The only thing that disappointed me about this book was that I thought it was going to be set in the same "universe" as the T&T novels by McCaffrey, which also has Barque Cats that are unusually intelligent as ships' cats, and which also have COB on their ships so that if there's trouble the cat will be rescued, too. I didn't expect a T&T novel per se, but I did expect mentions. Instead, the human galactic history in this book is completely different from the one in the T&T novels, with the sole exception of the Barque Cats!
Still, it was good. I just wish that they had made it more obvious that the universe was going to be completely different. I guess I'll just think of it as an alternate universe and go from there.
18 of 19 people found the following review helpful
5.0 out of 5 stars
strong outer space thriller, Jan 8 2010
By Harriet Klausner - Published on Amazon.com
This review is from: Catalyst: A Tale of the Barque Cats (Hardcover)
The Barque Cats are extremely valuable because they keep vermin off space ships and are adept at finding oxygen leaks or other hazardous gases as well as just keeping people on board the vessel safe. Thomas's Duchess, known as Chessie and her human companion Janina, whose title on the ship is Cat Person, dock on Head Station, where a pregnant Chessie goes for a check-up. Janina and Dr. Jared Vlest fly down to the planet Sherwood to look at the animals that need care.
A con artist Carlton Pontius aka Ponty steals Chessie and brings her to his farm on Sherwood as she is worth a fortune especially with a coming litter of Barque kittens. He gives Chessie to his son Jubal who takes care of her and her litter. Chessie loves all of her offspring, but the kitten Chester bonds with Jubal. Chessie needs to reunite with her Cat Person Janina. Unfortunately, they cannot, as a "supposed" plague has arrived leading to the impounding of all animals and those exposed (even the Barque cats). They will be executed. Janina and her allies try to free their companions, but an alien feline Pshaw-Ra with psionic power wants to take the cats to his planet so they can begin the universal domination of the known universe.

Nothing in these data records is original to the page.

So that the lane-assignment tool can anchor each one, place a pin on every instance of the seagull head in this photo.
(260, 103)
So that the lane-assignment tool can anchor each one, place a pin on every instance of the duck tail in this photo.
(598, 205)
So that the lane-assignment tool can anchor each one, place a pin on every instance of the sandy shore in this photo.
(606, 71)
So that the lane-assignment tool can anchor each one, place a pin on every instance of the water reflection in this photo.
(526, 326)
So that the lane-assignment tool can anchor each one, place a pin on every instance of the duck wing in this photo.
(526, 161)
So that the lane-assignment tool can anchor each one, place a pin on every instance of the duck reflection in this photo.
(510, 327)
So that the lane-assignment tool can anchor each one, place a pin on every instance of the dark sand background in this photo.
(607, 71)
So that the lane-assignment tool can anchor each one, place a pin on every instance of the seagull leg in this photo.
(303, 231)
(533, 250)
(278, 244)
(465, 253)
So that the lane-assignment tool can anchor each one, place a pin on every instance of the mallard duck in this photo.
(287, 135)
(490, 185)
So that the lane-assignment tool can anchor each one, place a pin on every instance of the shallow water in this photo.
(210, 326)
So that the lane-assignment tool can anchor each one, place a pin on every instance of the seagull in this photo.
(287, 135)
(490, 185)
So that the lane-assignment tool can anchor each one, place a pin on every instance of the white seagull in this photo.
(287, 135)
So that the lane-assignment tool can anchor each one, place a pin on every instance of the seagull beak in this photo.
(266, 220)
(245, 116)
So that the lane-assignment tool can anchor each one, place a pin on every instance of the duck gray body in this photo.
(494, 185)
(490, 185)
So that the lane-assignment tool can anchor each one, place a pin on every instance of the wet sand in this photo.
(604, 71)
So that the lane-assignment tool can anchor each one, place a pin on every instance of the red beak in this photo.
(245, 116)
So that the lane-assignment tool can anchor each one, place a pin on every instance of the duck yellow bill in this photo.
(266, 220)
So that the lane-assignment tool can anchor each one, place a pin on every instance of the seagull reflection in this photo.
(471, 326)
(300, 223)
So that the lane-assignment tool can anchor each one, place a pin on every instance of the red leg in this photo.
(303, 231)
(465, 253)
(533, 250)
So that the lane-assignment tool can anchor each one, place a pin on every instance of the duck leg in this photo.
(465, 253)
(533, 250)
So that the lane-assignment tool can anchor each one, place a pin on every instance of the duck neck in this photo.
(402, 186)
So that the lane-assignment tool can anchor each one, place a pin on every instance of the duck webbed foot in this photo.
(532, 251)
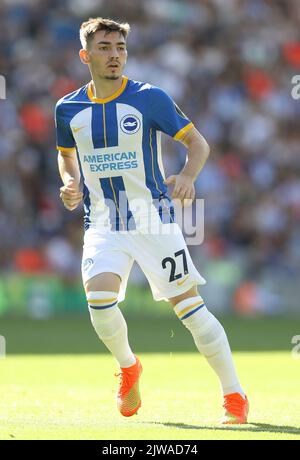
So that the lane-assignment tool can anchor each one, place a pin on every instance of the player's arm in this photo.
(197, 154)
(70, 174)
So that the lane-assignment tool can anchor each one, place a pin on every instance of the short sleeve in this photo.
(64, 137)
(166, 116)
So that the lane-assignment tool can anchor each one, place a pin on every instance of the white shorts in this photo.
(164, 259)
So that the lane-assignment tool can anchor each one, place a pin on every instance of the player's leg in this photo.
(167, 264)
(102, 295)
(211, 340)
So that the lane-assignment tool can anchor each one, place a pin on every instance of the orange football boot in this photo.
(236, 409)
(128, 397)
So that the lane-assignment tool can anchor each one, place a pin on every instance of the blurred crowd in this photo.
(228, 65)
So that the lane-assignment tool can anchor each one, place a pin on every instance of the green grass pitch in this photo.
(57, 382)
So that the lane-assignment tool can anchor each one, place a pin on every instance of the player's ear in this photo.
(84, 56)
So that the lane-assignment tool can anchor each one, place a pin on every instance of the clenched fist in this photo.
(184, 189)
(71, 195)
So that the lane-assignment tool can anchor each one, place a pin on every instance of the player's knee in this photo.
(199, 320)
(102, 304)
(104, 312)
(104, 282)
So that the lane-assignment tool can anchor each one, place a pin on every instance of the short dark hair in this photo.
(90, 27)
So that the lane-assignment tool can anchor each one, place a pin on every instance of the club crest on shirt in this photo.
(87, 263)
(130, 124)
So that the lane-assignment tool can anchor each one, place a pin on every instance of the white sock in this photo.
(211, 340)
(110, 325)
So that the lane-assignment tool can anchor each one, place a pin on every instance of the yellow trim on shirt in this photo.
(106, 99)
(65, 149)
(104, 125)
(182, 131)
(189, 308)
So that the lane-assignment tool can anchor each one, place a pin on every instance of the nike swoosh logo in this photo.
(179, 283)
(77, 129)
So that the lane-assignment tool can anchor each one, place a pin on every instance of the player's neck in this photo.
(103, 88)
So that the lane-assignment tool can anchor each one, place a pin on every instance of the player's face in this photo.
(107, 55)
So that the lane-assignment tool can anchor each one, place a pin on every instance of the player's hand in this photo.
(184, 189)
(71, 195)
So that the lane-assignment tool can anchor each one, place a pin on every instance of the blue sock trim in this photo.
(190, 313)
(103, 308)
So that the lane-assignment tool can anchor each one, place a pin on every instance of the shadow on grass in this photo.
(253, 427)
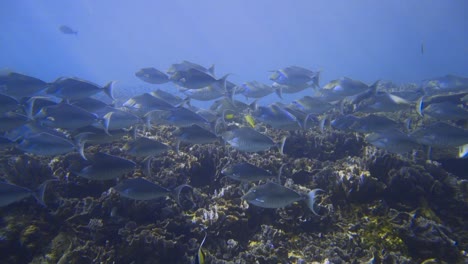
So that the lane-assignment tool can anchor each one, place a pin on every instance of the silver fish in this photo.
(145, 147)
(10, 193)
(273, 195)
(249, 140)
(75, 88)
(8, 103)
(277, 117)
(45, 144)
(18, 85)
(118, 119)
(295, 75)
(179, 116)
(254, 89)
(393, 140)
(441, 135)
(311, 105)
(12, 120)
(106, 167)
(67, 30)
(65, 116)
(187, 65)
(246, 172)
(141, 189)
(152, 75)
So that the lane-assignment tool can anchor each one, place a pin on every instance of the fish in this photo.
(92, 105)
(452, 98)
(12, 120)
(273, 195)
(463, 151)
(440, 134)
(10, 193)
(277, 117)
(72, 88)
(179, 116)
(97, 136)
(208, 93)
(145, 147)
(444, 84)
(382, 102)
(118, 119)
(6, 143)
(32, 105)
(106, 167)
(366, 124)
(392, 140)
(18, 85)
(343, 87)
(222, 105)
(311, 105)
(170, 98)
(254, 89)
(195, 79)
(445, 111)
(152, 75)
(250, 120)
(246, 172)
(45, 144)
(187, 65)
(67, 30)
(295, 75)
(200, 258)
(142, 104)
(142, 190)
(8, 103)
(65, 116)
(249, 140)
(194, 134)
(290, 89)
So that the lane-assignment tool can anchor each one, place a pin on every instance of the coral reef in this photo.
(377, 207)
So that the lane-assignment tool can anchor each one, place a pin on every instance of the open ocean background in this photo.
(363, 40)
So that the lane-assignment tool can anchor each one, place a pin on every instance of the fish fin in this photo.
(310, 201)
(280, 172)
(39, 192)
(463, 151)
(80, 141)
(420, 106)
(281, 145)
(177, 146)
(222, 81)
(109, 89)
(322, 123)
(279, 92)
(106, 120)
(176, 193)
(147, 164)
(211, 70)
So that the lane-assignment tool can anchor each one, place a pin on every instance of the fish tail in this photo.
(463, 151)
(39, 192)
(80, 141)
(281, 146)
(211, 70)
(420, 106)
(147, 163)
(323, 122)
(316, 80)
(310, 200)
(109, 89)
(279, 92)
(176, 193)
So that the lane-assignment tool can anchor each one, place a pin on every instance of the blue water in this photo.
(364, 40)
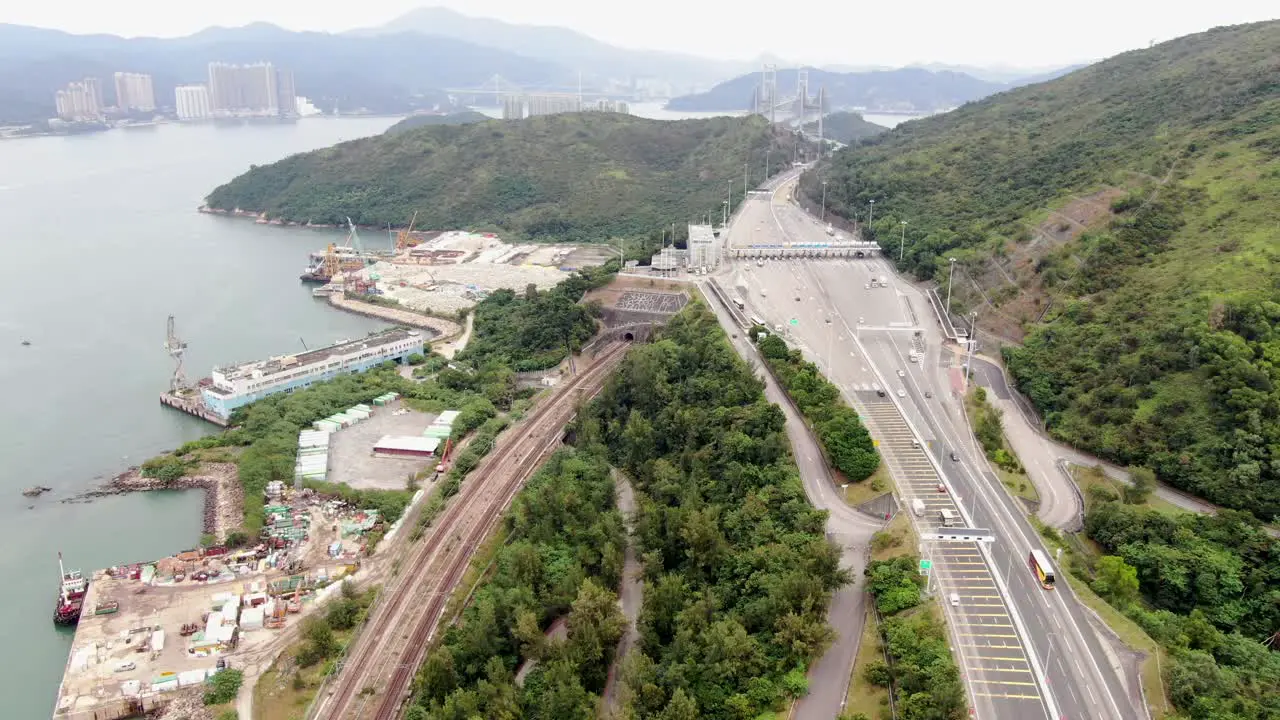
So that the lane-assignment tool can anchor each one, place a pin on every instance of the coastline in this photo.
(444, 329)
(224, 496)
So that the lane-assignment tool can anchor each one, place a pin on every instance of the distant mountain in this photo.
(391, 73)
(1005, 74)
(1046, 76)
(1118, 229)
(461, 118)
(903, 90)
(845, 127)
(597, 60)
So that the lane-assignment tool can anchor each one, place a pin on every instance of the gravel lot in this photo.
(351, 450)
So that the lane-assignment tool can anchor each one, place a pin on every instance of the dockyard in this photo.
(149, 629)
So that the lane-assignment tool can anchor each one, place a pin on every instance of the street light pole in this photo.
(950, 276)
(830, 369)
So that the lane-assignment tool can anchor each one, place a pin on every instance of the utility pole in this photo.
(973, 341)
(950, 276)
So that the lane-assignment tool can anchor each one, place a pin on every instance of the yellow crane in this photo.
(405, 240)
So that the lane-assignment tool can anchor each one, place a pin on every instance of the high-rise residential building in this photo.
(553, 104)
(77, 103)
(287, 96)
(192, 103)
(254, 90)
(133, 91)
(512, 106)
(606, 105)
(95, 87)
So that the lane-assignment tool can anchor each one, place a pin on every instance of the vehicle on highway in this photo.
(1040, 564)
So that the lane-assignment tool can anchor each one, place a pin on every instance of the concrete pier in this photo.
(192, 408)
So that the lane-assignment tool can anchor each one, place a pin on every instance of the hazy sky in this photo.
(987, 32)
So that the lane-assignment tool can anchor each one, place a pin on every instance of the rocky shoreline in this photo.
(224, 496)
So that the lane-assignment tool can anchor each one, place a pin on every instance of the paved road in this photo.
(1065, 670)
(848, 528)
(1041, 454)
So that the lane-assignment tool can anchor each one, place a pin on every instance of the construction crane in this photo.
(405, 240)
(176, 347)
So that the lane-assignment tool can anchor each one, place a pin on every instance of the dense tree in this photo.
(575, 177)
(840, 431)
(566, 548)
(739, 573)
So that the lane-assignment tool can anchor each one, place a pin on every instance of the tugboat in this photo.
(71, 596)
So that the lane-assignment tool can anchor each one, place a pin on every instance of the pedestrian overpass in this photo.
(813, 250)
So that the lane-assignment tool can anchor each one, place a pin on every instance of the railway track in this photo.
(378, 671)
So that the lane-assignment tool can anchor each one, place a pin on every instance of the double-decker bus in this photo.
(1040, 565)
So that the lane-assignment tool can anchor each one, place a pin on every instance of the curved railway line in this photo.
(376, 673)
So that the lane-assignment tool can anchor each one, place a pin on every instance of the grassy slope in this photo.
(846, 127)
(585, 176)
(1005, 186)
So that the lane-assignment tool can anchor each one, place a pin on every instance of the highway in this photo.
(1024, 651)
(850, 529)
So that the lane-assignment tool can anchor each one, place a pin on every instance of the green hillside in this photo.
(572, 177)
(845, 127)
(1121, 228)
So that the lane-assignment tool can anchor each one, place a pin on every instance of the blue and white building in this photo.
(228, 388)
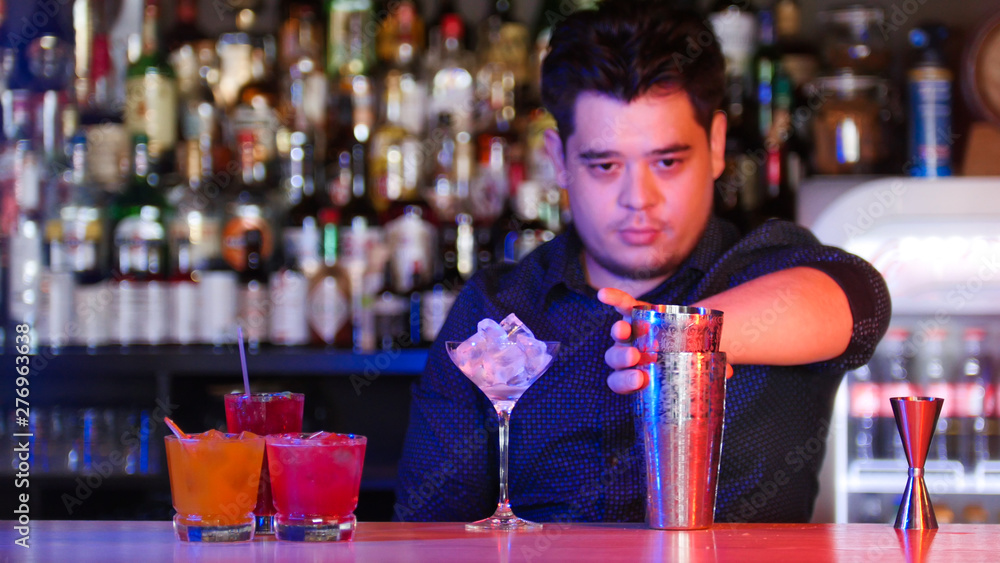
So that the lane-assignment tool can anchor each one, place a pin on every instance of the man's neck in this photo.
(599, 277)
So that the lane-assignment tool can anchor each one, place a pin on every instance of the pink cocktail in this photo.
(263, 414)
(315, 480)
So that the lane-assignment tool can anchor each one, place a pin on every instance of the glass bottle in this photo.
(736, 191)
(976, 401)
(452, 86)
(304, 83)
(329, 311)
(864, 411)
(94, 85)
(359, 236)
(350, 38)
(22, 232)
(456, 266)
(396, 157)
(250, 207)
(895, 380)
(301, 235)
(195, 232)
(782, 168)
(78, 239)
(256, 113)
(450, 165)
(139, 254)
(400, 48)
(253, 308)
(934, 378)
(151, 95)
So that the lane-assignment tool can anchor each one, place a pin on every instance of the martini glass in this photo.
(503, 396)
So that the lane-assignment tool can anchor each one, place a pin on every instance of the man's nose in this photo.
(640, 190)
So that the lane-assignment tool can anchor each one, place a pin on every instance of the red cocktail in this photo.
(262, 414)
(316, 481)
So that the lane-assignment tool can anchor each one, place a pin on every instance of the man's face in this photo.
(639, 177)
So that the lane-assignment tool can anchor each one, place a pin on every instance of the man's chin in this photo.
(639, 265)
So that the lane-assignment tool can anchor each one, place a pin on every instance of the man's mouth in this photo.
(638, 236)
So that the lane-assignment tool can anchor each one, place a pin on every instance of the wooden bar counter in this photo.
(149, 542)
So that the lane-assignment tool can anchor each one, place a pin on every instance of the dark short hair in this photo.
(629, 48)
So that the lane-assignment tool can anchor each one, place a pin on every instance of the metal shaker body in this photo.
(680, 414)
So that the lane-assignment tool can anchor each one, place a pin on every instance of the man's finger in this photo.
(627, 381)
(621, 357)
(618, 299)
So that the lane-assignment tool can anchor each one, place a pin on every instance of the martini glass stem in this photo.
(503, 505)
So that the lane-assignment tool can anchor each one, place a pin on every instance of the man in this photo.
(636, 89)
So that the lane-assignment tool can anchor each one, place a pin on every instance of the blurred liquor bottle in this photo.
(895, 380)
(359, 230)
(251, 206)
(449, 169)
(195, 238)
(253, 306)
(301, 234)
(935, 380)
(151, 95)
(782, 168)
(350, 41)
(410, 238)
(20, 189)
(396, 161)
(139, 255)
(77, 242)
(330, 291)
(302, 103)
(503, 40)
(456, 265)
(195, 61)
(736, 190)
(400, 48)
(520, 229)
(864, 410)
(255, 116)
(452, 89)
(976, 401)
(93, 87)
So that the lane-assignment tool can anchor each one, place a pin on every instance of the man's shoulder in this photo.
(533, 275)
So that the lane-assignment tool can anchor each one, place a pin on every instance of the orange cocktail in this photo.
(213, 484)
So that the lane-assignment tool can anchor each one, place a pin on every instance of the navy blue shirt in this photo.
(574, 452)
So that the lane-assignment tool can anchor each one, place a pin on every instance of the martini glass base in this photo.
(502, 522)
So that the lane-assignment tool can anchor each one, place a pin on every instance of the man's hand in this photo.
(622, 356)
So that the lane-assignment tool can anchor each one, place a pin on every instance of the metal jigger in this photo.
(916, 419)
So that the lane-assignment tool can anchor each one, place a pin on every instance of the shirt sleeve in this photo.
(449, 466)
(781, 245)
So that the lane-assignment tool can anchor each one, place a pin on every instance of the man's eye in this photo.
(603, 166)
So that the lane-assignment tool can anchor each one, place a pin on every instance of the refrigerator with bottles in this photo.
(937, 243)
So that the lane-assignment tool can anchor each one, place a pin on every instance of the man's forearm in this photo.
(791, 317)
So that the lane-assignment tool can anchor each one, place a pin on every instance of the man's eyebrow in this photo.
(601, 155)
(598, 155)
(669, 150)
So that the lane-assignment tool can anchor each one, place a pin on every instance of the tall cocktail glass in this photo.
(213, 485)
(263, 414)
(315, 480)
(504, 396)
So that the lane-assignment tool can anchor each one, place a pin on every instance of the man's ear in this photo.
(717, 144)
(554, 148)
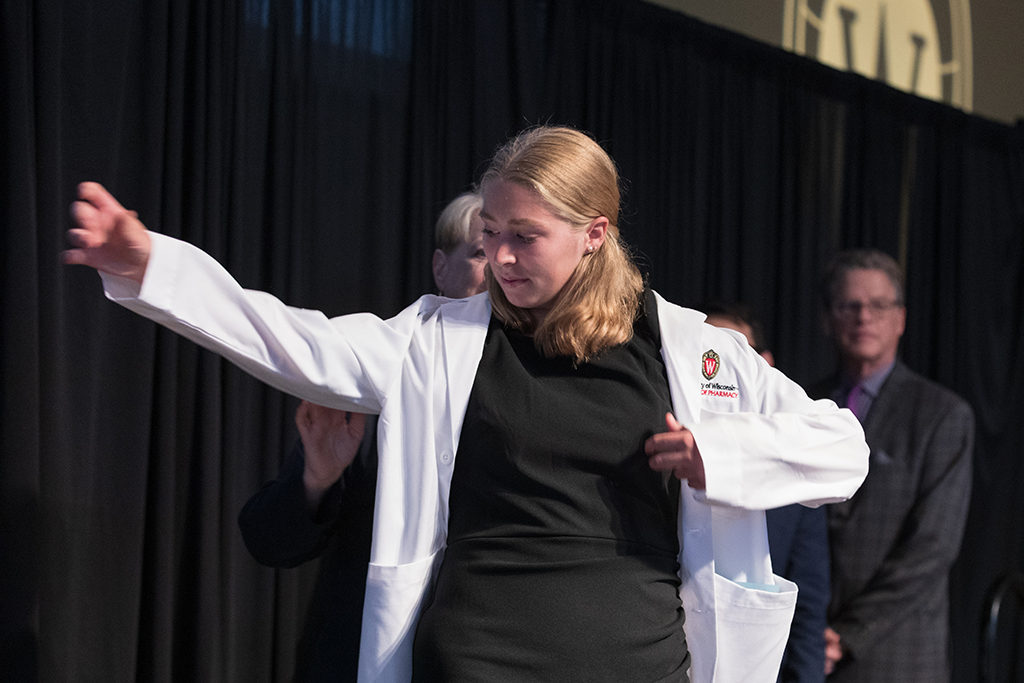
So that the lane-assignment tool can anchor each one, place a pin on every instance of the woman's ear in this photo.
(595, 233)
(439, 266)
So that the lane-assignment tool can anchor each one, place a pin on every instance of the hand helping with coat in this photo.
(675, 451)
(331, 440)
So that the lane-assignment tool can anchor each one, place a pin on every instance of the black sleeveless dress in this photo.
(562, 547)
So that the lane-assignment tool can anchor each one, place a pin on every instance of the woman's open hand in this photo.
(109, 237)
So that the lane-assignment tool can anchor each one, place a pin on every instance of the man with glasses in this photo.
(894, 542)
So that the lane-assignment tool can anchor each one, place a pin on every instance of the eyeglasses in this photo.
(875, 307)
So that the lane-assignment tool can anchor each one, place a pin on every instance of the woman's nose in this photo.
(504, 254)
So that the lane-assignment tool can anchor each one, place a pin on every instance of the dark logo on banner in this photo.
(710, 365)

This is the first tale of a duology that contains the usual strong outer space world building, a trademark of the authors who make a whole galaxy seem real. The Sparkles plague is caused by a harmless beetle but the GG scientists refused to accept a simple explanation. The point of view is told mostly by various feline characters, but it comes across as believable and as important not simplistic cute as the cats understand their troubles. The humans are for the most part empathetic especially Janina and cranky Ponty who has his own pet cat. Although the audience will need to wait for the second entry to see whether Chessie and Chester have more than one life each, fans will enjoy the opening Barque Cat caper.
Harriet Klausner
8 of 8 people found the following review helpful
4.0 out of 5 stars
The Cats are the Stars, Jun 10 2010
By David Bower - Published on Amazon.com
This review is from: Catalyst: A Tale of the Barque Cats (Hardcover)
As a longtime fan of Anne McCaffrey I will frequently buy her books based on her name alone; that happened to be the case here. I am, as well, one of the staff members of a beloved cat that honors us by living at our house. I mention that so you may better understand my following comments.
This is a book in which cats are the stars; humans serve in various supporting roles as faithful sidekicks, flunkies, and dangerous villains. Where our cat is concerned, I like to think of myself as a faithful sidekick but fear I'm no more than a flunky except at mealtimes when I seem to take on a more important role.
The cats also have most of the lines and are the focus of most of the action; I don't really have a problem with that as the writers obviously love cats and have written that love into this book.
Other reviewers have outlined the plot so I won't go there again except to say this is more of a cat science fantasy than science fiction. If you are comfortable with cats talking and doing wondrous things you will probably enjoy this book. I'll agree that it got off to a rather slow start as cats and humans were introduced to the reader but then picked up speed as one unprincipled human decides to steal one of the cat stars; things start getting complicated then.
The next in the series, "Catacombs," will be released December 7, 2010 and is now available for pre-order on Amazon; as soon as I finish this review I'll be pre-ordering that one so that should tell you something about what I thought of the book.